Friday was errand day.  But I didn't hurry.  It was sunny again, but cooler and very windy.  I went to the bank, picked up more boxes from my sister and went to WalMart.  This was my first grocery shopping trip since my mom had died.  It was a very difficult excursion!  I got run into by someone's cart when I stopped short in the personal hygiene aisle because I suddenly remembered that I didn't need to buy Depends!

So many little things made me think of my mom.  I almost broke down in front of the dairy section.  They had eggnog!  Several brands, too!  My mother was an eggnog fiend.  Every year, while I could get it, I almost always had eggnog in the refrigerator.  I made pancakes, french toast and muffins with eggnog.  I put it in her Cream of Wheat, for pete's sake!  That was another thing I couldn't buy--Cream of Wheat.  I liked it and never minded having it three or four times a week.  It was inexpensive and I'd flavor it with Nesquik for myself.  My mother, however, was getting tired of it.  A couple of months ago, I had purchased caramel bits in the baking section at WalMart.  We put them in our Cream of Wheat and my mother really liked it.  I stood in the cereal aisle, looking up at the Cream of Wheat (they always have it on the top shelf--no matter where I shop), and trying to picture myself eating it by myself.  It made my heart hurt, so I didn't get it.  I think I'm going to get myself some instant oatmeal.  I bet the caramel bits would be good in oatmeal.

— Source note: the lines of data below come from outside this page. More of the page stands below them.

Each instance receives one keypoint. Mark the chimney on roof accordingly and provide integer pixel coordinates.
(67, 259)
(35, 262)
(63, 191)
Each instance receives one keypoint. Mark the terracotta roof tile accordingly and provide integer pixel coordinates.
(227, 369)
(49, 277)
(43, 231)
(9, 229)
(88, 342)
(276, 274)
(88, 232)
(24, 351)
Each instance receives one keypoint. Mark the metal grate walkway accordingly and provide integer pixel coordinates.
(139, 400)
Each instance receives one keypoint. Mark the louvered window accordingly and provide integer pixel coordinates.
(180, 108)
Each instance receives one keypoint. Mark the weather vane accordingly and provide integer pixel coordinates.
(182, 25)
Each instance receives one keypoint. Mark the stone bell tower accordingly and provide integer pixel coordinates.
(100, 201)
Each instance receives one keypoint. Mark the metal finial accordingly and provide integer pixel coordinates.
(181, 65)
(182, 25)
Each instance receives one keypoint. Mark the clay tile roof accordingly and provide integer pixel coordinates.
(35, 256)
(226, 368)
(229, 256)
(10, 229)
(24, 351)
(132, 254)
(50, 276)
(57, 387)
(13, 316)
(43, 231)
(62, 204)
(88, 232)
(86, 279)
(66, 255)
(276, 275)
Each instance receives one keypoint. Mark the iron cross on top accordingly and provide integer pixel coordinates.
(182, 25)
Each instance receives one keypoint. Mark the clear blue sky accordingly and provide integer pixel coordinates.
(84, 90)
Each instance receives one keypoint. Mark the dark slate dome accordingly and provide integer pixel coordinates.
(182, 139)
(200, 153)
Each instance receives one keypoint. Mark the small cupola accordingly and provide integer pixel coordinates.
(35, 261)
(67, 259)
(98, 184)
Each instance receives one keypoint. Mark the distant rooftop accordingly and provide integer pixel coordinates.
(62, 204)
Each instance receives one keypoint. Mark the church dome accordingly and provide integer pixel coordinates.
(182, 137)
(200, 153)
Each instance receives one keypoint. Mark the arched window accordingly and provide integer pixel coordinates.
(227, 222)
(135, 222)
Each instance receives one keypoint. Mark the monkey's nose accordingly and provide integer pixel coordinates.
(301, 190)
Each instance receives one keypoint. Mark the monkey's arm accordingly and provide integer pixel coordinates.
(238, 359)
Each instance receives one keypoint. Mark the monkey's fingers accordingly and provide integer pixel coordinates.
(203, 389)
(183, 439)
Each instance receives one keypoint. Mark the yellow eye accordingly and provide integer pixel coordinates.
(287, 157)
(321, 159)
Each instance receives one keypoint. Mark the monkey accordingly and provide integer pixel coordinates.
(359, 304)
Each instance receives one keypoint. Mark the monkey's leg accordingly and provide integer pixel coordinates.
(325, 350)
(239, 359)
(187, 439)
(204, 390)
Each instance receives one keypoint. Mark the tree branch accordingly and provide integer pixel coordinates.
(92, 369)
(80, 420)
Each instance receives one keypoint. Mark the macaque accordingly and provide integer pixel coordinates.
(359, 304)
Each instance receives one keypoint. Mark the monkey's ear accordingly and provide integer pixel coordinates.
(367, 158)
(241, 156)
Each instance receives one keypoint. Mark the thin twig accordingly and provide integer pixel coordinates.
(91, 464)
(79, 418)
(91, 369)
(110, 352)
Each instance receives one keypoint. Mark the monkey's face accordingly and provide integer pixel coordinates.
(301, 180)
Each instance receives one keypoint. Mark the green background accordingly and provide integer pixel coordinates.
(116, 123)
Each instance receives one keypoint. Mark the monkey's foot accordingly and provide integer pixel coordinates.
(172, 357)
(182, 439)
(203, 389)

Today, Saturday, wasn't too bad.  I did three loads of laundry.  Mostly my bedding because I have an elderly cat who seems to be incontinent.  I ran to Dollar General because I'd forgotten hangers and thank you cards on my other shopping trip.  Then I carted a few boxes into the living room to sort through while I watched TV.  I got one box done and lay down on the couch with my laptop on my stomach.  I tried to play my Facebook games, but I fell asleep.  Tabitha and Khai kept me company.  Emmy stayed as long as I petted her, then left.

Poor Emmy!  She keeps looking for my mother.  It breaks my heart to see her like that.  I try to give her extra attention, but she looks so lost.  I need to find her a new home.  She's a sweet, gentle cat.  But I have Tabitha.  Actually, Tabitha has me.  If my daughter moves in with her boyfriend at his parents' house, she can't take Bebe and Jessie with her.  I may be with three cats!  And Emmy is an Angora.  She has long fur that needs to be brushed every day.  I have neither the time nor inclination to brush a cat that much.  She would also be much happier as an only cat, with a person or persons to give her lots of affection.

If anyone knows of someone who'd like to adopt her, she's 11 years old.  Her front claws were removed (before we got her) and she's been spayed.  She likes to play with fuzzy balls and catnip mice and to chase a feather teaser.  She's quiet and reserved.  She has beautiful green eyes.  In fact, her full name is Emerald--named for her eyes.